Кажется, они перешли на намеки.
— Тебе решать... — произнесла она с надеждой.
Потом, однажды, ты освобождаешься от иллюзий: религии, политики — веры в справедливость, женщин, искусство. В тебе происходит великий перелом, и ты начинаешь все видеть по-другому. Словно оголяешь мир. Не упрощая, а усложняя, думаешь, что понимаешь его. Где-то в глубине ты согласен и с законами Пригожина, и с книгами Хокинга. В общем, им можно доверять хотя бы наполовину, но прежде всего ты доверяешь самому себе, потому что твоя жизнь рано или поздно совпадает с чьим-то толкованием.
— Я не знаю, — признался он сразу.
— Хорошо, пусть будет так, — согласилась она со слабой покорностью на лице.

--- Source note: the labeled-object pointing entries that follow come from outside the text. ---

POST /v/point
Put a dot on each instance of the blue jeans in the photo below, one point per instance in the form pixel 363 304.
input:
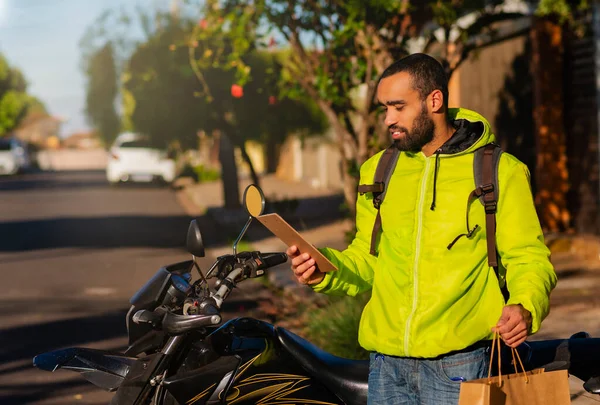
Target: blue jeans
pixel 411 381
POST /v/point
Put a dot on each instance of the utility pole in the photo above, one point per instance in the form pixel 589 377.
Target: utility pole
pixel 174 9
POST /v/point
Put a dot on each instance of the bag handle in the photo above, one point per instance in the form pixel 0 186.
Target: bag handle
pixel 496 343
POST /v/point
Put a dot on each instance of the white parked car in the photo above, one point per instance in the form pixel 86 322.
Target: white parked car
pixel 133 158
pixel 13 156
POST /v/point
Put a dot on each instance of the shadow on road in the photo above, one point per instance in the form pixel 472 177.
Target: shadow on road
pixel 24 342
pixel 94 232
pixel 144 230
pixel 32 393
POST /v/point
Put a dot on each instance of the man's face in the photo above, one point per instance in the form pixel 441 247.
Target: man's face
pixel 406 115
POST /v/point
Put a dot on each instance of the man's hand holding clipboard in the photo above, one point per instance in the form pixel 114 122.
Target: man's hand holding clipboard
pixel 308 264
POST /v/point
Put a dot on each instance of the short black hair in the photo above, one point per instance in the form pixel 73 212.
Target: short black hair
pixel 426 72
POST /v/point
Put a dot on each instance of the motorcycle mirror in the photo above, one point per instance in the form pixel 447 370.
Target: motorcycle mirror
pixel 592 385
pixel 254 200
pixel 194 242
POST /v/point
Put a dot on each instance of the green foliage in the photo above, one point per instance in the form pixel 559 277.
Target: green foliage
pixel 563 9
pixel 101 94
pixel 14 101
pixel 334 327
pixel 204 174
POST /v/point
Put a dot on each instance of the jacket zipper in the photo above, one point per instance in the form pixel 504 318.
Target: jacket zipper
pixel 417 253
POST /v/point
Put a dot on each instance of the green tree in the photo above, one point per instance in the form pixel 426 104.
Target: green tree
pixel 163 98
pixel 102 91
pixel 339 49
pixel 14 100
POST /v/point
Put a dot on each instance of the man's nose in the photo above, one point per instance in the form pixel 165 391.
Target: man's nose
pixel 390 119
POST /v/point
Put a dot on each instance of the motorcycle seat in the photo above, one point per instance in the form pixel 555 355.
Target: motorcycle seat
pixel 346 378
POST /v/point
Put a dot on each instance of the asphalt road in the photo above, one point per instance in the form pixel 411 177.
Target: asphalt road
pixel 73 251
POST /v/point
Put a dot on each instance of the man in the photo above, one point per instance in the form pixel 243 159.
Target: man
pixel 435 304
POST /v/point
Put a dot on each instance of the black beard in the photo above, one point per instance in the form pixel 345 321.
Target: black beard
pixel 420 135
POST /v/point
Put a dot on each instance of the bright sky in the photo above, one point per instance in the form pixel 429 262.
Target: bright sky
pixel 41 37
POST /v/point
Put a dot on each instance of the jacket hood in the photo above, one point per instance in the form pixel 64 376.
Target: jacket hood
pixel 472 132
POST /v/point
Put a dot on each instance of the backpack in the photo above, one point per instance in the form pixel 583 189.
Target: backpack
pixel 485 170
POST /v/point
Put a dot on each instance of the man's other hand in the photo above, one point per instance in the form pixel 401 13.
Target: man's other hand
pixel 514 325
pixel 304 267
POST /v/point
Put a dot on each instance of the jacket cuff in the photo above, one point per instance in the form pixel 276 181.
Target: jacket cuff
pixel 527 303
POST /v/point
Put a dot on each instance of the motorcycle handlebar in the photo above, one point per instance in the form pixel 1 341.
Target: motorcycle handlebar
pixel 175 324
pixel 272 259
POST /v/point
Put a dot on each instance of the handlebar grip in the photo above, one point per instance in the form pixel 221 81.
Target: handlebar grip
pixel 177 324
pixel 273 259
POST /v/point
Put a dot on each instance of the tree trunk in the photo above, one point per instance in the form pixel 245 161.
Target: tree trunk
pixel 229 175
pixel 272 153
pixel 551 168
pixel 248 160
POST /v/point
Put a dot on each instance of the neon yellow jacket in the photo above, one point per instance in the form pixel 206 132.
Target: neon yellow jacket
pixel 428 300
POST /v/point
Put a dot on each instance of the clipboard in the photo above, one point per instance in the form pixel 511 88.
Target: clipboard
pixel 288 235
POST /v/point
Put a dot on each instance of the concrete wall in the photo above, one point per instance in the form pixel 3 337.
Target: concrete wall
pixel 314 160
pixel 71 159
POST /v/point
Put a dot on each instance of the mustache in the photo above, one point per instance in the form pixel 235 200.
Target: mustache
pixel 396 128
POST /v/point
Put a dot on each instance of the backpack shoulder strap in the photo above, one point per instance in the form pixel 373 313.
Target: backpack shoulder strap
pixel 485 169
pixel 383 173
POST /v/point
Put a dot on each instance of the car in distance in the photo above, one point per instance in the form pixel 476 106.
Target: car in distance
pixel 133 158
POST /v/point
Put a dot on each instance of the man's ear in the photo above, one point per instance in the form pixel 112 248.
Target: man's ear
pixel 436 101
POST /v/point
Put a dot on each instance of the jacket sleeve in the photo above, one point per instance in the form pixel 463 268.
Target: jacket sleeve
pixel 530 276
pixel 355 264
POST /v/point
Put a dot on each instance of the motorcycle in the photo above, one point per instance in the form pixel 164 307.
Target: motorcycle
pixel 180 353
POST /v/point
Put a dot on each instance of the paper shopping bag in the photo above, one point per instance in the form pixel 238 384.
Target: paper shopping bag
pixel 535 387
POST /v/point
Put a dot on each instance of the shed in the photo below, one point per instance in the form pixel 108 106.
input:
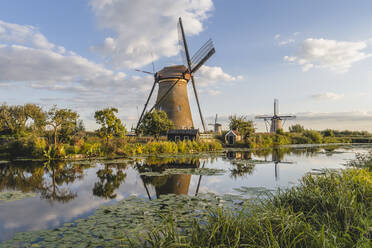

Он заметил еще вчера: даже когда она обижалась — глаза у нее жили отдельно от лица, и вначале это его даже занимало. Сочетание рыжеватого и голубого дают хороший контраст. Такие женщины часто обращают внимание на себя даже помимо воли. Может быть, она хотела помочь ему, но не знала как.
— Не обращай внимания... — сказал он. Он хотел сказать, что тоже грешен, но ничего не сказал.
Ему нравилась ее реакция, начинающаяся с улыбки, словно она дарила ее в ответ на грубость. Пока ей хватало выдержки. Ночь не дала ему ощущения душевной близости. Так бывало и раньше, и он не боролся с собой. Он просто еще ничего не знал.
— Ты, наверное, меня ревнуешь, — спросила она, — к прошлому?..
— Чушь, — быстро ответил он, — чушь, чушь...
Люди на пристани махали руками. Полицейские и охранники со скукой наблюдали за баржей. За соседним столиком вполголоса запели "Марсельезу".
Он и дальше будет так жить: ложиться спать после обеда, в жару или холод, бродить по окрестностям, наблюдая, как все больше грязи нагребает вокруг человек, как вырубаются перелески — просто ради забавы, детьми и взрослыми, — вначале наиболее ценное — дубы и липы на поделки, редкие ели и сосны — под Новый год, потом — акации на ручки для грабель и на заборы; как козы сдирают кору с кленов и объедают кусты жимолости и калины, как расползаются год за годом рукотворные горы из пыльной буро-лиловой породы (зимой все это сдувается на город и скрипит на зубах и в тарелках); как в городские озера стекают нечистоты и как ветшают пляжи. В итоге это не может кончиться ничем хорошим, словно печать отчуждения легла поверх воли живущих. К чему задумываться, если смерть придет помимо желаний.